I have been thinking a lot about parenting and what I hope people get out of this blog. I want this to be a place for moms to come to find ideas and feel appreciated. I want this to be uplifting and never discouraging. I want this to be a source of clarity and stress-relief. Because of these goals, I think I'll re-focus my structure. Originally I wanted to have a theme for every month and focus every post on that theme. Now that this blog is up and running, I find that I would rather go with the flow because I so enjoy learning about everyone's individual approaches to parenting.
So let's scrap the "theme" idea and just have a good old-fashioned discussion!
On that note, let's talk about schedules. If I were to describe myself and my approach to parenting/homemaking, I would say I'm pretty relaxed. Some things are just not worth stressing over (especially when you have little kids). In fact, the idea of giving myself deadlines in parenting/homemaking stresses me out! It frustrates me when I don't get something done that I had every intention of accomplishing... just because life got in the way.
So instead of giving myself a schedule, I decided to give myself a general daily routine and to-do list. It includes things like exercising, going to the store, putting kids down for naps, taking a shower, making dinner, etc. It seems to work pretty well for me. But the routine is basically the same for every day. And because I try to hit all the big things on my to-do list, all the little things that need to get done start stressing me out.

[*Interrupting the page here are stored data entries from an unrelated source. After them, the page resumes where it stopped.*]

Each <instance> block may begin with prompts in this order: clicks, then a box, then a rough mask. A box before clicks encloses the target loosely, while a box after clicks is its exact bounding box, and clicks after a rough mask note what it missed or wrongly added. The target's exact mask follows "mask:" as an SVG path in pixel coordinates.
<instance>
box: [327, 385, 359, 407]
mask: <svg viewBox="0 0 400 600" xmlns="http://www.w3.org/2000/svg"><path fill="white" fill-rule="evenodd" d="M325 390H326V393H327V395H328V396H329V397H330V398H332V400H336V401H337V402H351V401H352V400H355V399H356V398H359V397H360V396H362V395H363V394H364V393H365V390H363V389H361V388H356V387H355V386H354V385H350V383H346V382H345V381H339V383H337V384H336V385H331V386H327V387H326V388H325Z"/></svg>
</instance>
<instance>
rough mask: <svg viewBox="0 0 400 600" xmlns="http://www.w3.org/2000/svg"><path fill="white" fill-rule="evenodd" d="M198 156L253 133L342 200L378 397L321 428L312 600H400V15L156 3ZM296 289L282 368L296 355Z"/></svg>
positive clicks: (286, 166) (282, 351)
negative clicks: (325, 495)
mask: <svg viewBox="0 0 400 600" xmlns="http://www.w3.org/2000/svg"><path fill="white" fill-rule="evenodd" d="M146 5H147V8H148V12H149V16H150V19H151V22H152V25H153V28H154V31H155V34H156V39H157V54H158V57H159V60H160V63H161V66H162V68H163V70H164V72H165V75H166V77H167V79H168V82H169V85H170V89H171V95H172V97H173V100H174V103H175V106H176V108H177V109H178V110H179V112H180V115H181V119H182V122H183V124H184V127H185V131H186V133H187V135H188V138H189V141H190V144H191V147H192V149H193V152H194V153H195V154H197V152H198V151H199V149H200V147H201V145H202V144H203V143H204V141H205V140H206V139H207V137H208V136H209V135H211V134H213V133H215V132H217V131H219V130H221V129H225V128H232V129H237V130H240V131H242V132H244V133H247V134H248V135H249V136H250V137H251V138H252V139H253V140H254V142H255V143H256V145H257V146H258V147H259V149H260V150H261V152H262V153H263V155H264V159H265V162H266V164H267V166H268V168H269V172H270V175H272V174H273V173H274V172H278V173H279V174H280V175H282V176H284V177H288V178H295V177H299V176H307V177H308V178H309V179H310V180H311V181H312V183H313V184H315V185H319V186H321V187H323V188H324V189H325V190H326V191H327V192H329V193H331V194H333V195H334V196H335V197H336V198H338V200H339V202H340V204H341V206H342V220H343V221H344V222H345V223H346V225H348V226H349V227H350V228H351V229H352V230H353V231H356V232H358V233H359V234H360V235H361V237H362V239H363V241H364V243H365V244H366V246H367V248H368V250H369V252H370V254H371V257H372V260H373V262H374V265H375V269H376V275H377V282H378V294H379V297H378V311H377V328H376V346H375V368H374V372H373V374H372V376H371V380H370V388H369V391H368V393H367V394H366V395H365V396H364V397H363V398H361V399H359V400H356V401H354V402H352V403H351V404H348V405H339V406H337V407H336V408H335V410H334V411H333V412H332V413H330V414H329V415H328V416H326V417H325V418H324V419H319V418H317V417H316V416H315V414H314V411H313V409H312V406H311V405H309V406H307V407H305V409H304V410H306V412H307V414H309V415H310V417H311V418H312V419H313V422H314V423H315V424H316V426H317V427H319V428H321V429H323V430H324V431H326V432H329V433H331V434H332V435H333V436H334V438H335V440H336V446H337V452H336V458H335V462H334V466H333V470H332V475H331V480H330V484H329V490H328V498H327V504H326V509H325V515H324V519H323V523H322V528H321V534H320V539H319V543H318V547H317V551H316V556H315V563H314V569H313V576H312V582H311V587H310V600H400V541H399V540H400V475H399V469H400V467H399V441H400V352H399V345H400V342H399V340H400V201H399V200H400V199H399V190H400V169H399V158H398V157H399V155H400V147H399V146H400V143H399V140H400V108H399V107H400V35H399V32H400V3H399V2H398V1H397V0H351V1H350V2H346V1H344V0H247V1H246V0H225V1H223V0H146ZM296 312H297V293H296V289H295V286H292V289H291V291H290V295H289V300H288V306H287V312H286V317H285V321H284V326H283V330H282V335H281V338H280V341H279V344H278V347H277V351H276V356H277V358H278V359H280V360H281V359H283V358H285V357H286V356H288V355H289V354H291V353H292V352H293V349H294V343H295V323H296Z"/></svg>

Things like sweeping the floor, folding the laundry, doing the dishes, playing with my kids etc. I try to fit them in whenever I have a moment of downtime... which sometimes NEVER happens. And since it's impossible to do everything during nap time which sometimes doesn't happen, I start getting stressed.
Then I decided to set a day for doing laundry -- Wednesday -- so that every time I start stressing out over laundry I can tell myself "It's OK, I'll do it on Wednesday. I can worry about something else right now." And so far, it's working pretty darn well. Who knew that making a schedule and setting a deadline could actually reduce stress instead of increase it? (probably everyone but me, but I finally figured it out for myself).
So I'm trying a new approach. I think I need a schedule, even though that word scares me a little bit. But I can't make it too detailed or else I'll start getting frustrated when my kids don't let ME get the things I WANT to get done (see how silly and selfish it sounds? My goal in making a schedule is to take care of my kids in an organized manner... this should reduce stress to I can be a better parent... not give me another excuse to be stressed and selfish!)
I want a few days a week when I don't have to worry about cleaning and/or cooking. I want a day when I can completely ignore house work to read a book or play with my kids. I don't want to go grocery shopping more than once a week. Some things you just have to do every day (dishes) but it doesn't mean you have to stress out about it. I'm slowly learning to ignore certain things so I can do more important things (yes, I think it is a skill to know when and how to ignore things, even if it's house work!) For example, I am learning to ignore the dishes in the sink until after the girls are in bed. No big deal!
So here it is (tentatively). I did not include my personal daily routine things (like nap time), just my "to-do-at-home" things:
Monday -- grocery shop. cook and freeze left overs
Tuesday -- kitchen. sweep/mop. vacuum. Eat freezer meal.
Wednesday -- laundry. organize. playgroups. cook? baths.
Thursday -- kitchen. bathrooms. Eat freezer meal. Mom/Dad night out (for visiting/home teaching, girl's night, church meetings etc)
Friday -- sweep. mop. organize. Free time for reading. Date night?
Saturday -- play with dad day. take out trash. vacuum. baths.
Sunday -- rest.
I have a feeling this will change a lot over the next few weeks, but it's such a relief to have a starting point.
What is your approach to house work and play time? How do you prioritize what needs to get done and when? How do you get your kids to help out?